So, I think it’s pretty fitting that the first post from me, the librarian blogger, is about ALA Midwinter 2013. For those of you who don’t know, the American Library Association has two major conference-type events per year: Midwinter Meeting (Jan/Feb) and the Annual Conference (June/July); this year, Midwinter was held in Seattle! Despite the cold and rain, Seattle’s charm stood out – hands down, one of my favorite cities to visit.
As a member of the ALA Amelia Bloomer Project, I spent much of Midwinter convening with my committee to finalize our nominated list of books with significant feminist content geared towards children/young adults (ages 0-18). Given the amazing milestones and horrific tragedies that faced women and girls in 2012, the act of compiling this list is feminist activism. Sadly, the ABP gets very little attention at ALA conferences because it’s not a list compiled by the major youth associations of ALA: ALSC (Association of Library Services to Children) and YALSA (Young Adult Library Services Association). While many major (and small press) publishers are aware of the list (obviously they are, because we receive quite a lot of books for consideration), the ABP committee struggles to have our work legitimately recognized within the wider body of selection lists targeted at young readers. Maybe this has to do with the ABP being just a little over ten years old. Or maybe it has more to do with publishers and library professionals not fully understanding why books with feminist messages are so vital. I think it’s more of the latter.

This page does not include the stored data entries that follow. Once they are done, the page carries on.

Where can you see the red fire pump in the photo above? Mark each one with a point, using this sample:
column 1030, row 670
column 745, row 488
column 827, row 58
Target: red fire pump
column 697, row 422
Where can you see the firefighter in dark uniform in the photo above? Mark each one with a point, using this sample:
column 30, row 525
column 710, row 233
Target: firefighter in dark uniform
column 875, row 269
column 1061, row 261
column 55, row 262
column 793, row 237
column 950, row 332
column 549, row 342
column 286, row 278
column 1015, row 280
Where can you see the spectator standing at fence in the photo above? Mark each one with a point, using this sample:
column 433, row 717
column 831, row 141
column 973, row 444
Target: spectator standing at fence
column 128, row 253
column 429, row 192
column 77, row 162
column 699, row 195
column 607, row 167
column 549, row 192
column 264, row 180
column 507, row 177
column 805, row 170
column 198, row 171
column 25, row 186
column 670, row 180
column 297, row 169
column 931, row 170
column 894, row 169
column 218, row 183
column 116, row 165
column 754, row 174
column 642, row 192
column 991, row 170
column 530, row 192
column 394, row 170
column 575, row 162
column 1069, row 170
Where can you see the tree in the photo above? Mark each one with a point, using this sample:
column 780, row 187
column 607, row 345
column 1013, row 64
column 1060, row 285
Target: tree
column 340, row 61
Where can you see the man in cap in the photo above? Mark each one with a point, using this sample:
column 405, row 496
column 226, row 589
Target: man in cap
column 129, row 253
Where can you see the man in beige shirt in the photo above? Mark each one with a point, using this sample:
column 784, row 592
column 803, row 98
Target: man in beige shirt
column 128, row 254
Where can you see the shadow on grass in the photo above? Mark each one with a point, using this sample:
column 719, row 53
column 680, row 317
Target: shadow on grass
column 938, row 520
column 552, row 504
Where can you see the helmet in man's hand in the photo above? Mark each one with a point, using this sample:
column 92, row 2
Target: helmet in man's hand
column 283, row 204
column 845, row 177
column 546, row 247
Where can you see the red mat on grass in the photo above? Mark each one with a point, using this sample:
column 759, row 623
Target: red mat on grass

Though it was heartening to talk with publishers at Midwinter and have several of them say to me, “Oh, yes! I know about Amelia Bloomer,” in general, a lot of folks (including youth services librarians) don’t know of its existence. The onus is truly on the committee members to get out there and share WHY it’s important to have a list that highlights feminism. And let’s be real, most people don’t always have a clear idea of what that means. At the 2012 ALA Midwinter, I talked to a well known YA writer about ABP, especially because one of her books was nominated. Her response? A joke about feminism and unshaven armpits. Yeeaaaah… 😦
What we try to do on the Amelia Bloomer Project is call out books with strong messages for/about young women. THAT’S feminist to us. We feature non-fiction about female scientists, explorers, politicians, and activists, as well as fiction about women who struggle against social constraints. We strive to inspire a generation of feminists. Literature that has the power to raise social (especially feminist) consciousness deserves wide-recognition among library professionals, especially since women’s rights continue to be eroded locally and globally. Here are some suggestions I have about drawing the attention of publishers and library professionals to the ABP list:
1. Social media
Tweet and FB post about these books. So many of my friends and family know that I’m on ABP, but they don’t always have an idea of what kinds of books I’m reading. I could definitely do a better job of promoting these titles, especially since our nominations are already publicly posted on the Amelia Bloomer Project blog.
2. Making the publisher connection
Okay, so I might get a bit of flack for this, and it’s not my intention to offend anyone, especially publishers! But I’ve noticed that it’s incredibly difficult to have focused conversations with marketing, sales, and editor folks on the exhibits floor during ALA. It’s hot, noisy, and just plain hectic, and who really has the time to stand there and have a serious discussion with a librarian? It’s not an ideal environment.
But if there’s no way to have a meaningful chats on the exhibits floor, how does one garner the attention of the publishers during conference? Most people would argue that it’s usually the other way around, especially where awards/selection list recognition is concerned. But that scenario works if and only if the publisher is acquainted with your list and genuinely cares about whether their represented titles appear on it.
At Midwinter and Annual, there are always events like receptions/breakfasts/dinners, etc. – while the reps are there to chat, overall, these are mostly social functions. Oh, and you have to be invited to them, which doesn’t always happen.
Over the years, I’ve discovered that the best way to attract the publishers’ attention is to be honest, passionate, and articulate about books – before you attend the conference. Actively blog and/or tweet about feminist kid/ya lit with sincerity. I could be wrong about this, but I’m sure publishers get tired of obsequious, insubstantial posts regurgitating plot points. If you have a blog (I do!), feature posts about nominated titles from the ABP list. Ask friends to guest blog about kid/ya lit + feminism. Also, author interviews are fabulous – perhaps discuss feminist themes in a body of work.
The library/publisher/author world is smaller than you know – if you write something positive (or negative), it’ll spread around, trust me.
3. Make the librarian connection
Share, share, share these lists with your colleagues. This is one of the best shots you have of promoting and legitimizing feminist kid/ya literature. Do a book display of ABP books for Women’s History Month (MARCH). Or maybe a multi-age group book club reading feminist picture books all the way up to YA.
I want to conclude by thanking all of my wonderful friends, many of whom are librarians, for supporting the work of the Amelia Bloomer Project. Your ALA/post-ALA tweets, FB likes/positive comments, blog call-outs have meant the world to me. You rock!